Relational Database Primary Keys

Microsoft Access Articles

GUI Design

Resources

Online Shop

Info

Primary Keys

The essential job of a database table's primary key is to uniquely identify the rows in the table -- nothing more, nothing less. Each primary key value must be unique within a table so the database engine can tell the difference between rows. The same primary key value may appear in another table, but you can't duplicate it within a table. And, the primary key can't be null because the database engine requires a value to locate the record.

The second major job of the primary key is to provide a "hook" for creating table relationships. A primary key field is related to a corresponding field, the foreign key, in another table.

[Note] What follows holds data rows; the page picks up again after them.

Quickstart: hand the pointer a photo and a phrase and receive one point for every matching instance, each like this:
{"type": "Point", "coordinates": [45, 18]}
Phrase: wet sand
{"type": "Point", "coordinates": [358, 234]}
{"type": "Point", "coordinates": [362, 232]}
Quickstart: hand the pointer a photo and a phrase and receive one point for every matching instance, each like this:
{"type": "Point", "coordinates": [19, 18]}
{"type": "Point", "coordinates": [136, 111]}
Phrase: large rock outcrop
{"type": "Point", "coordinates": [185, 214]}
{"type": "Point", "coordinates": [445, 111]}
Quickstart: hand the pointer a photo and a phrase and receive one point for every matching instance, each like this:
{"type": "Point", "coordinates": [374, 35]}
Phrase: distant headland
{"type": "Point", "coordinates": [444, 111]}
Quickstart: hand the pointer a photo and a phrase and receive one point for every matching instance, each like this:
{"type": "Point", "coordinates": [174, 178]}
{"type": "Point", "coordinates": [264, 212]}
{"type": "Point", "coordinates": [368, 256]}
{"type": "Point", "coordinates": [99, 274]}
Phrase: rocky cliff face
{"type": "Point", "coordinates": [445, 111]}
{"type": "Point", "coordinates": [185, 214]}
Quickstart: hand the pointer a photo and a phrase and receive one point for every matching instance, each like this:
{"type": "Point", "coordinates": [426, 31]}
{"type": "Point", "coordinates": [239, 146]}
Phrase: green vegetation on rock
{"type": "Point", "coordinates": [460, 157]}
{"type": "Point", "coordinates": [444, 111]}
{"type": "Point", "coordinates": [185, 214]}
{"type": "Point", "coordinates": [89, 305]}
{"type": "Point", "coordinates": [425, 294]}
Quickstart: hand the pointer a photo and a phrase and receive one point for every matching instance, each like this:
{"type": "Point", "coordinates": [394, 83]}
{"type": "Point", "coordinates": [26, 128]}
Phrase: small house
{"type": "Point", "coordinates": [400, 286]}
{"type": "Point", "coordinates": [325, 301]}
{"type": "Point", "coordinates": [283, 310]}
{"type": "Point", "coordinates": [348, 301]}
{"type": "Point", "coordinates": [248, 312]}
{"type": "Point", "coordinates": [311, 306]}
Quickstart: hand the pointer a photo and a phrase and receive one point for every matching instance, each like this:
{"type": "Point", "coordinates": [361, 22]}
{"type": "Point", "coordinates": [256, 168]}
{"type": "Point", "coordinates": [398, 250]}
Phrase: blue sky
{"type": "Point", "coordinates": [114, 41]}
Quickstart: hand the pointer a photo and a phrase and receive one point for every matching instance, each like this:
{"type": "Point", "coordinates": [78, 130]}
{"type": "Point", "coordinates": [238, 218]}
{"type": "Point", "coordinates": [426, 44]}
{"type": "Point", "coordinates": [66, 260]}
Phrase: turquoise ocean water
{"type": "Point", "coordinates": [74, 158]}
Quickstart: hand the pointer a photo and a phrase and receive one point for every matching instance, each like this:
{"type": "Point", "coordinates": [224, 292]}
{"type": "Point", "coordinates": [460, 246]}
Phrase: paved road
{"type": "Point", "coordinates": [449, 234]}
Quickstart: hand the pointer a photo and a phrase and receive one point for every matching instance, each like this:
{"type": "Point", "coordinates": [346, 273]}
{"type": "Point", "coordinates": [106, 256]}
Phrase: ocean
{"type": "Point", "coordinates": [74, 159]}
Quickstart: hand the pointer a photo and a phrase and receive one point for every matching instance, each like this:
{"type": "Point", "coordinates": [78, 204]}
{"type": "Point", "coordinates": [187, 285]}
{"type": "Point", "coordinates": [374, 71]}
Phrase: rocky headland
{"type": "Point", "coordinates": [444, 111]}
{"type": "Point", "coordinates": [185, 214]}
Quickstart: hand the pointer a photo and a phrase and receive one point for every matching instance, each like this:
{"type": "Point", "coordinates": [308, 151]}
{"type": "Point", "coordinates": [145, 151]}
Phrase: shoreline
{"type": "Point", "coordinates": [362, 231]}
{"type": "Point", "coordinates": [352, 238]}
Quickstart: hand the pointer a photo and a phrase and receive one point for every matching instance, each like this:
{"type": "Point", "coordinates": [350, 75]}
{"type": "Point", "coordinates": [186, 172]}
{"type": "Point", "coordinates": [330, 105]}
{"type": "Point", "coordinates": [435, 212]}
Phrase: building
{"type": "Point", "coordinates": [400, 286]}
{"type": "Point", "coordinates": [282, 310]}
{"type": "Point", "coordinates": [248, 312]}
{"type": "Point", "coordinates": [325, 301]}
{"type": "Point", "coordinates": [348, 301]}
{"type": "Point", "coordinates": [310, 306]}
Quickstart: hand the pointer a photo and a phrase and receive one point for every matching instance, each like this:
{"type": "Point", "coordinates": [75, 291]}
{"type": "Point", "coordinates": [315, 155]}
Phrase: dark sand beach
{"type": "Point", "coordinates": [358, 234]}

The primary key and foreign key values are the same in records joined through a relationship.

A database table's primary key is always indexed. There is no exception to this rule. You must index the primary key so the database engine can quickly locate rows based on the key's value. The advice that indexing a primary key is optional is completely wrong.

A Replication ID makes a terrible choice as a primary key. Access provides the Replication ID data type to uniquely identify records in a replicated database. A Replication ID (which is actually a GUID, or globally unique ID) is guaranteed to be unique in the universe. You generate a GUID from a number of different bits of information, including (among others) the computer's name, the date and time, and the free byte count on the C: drive.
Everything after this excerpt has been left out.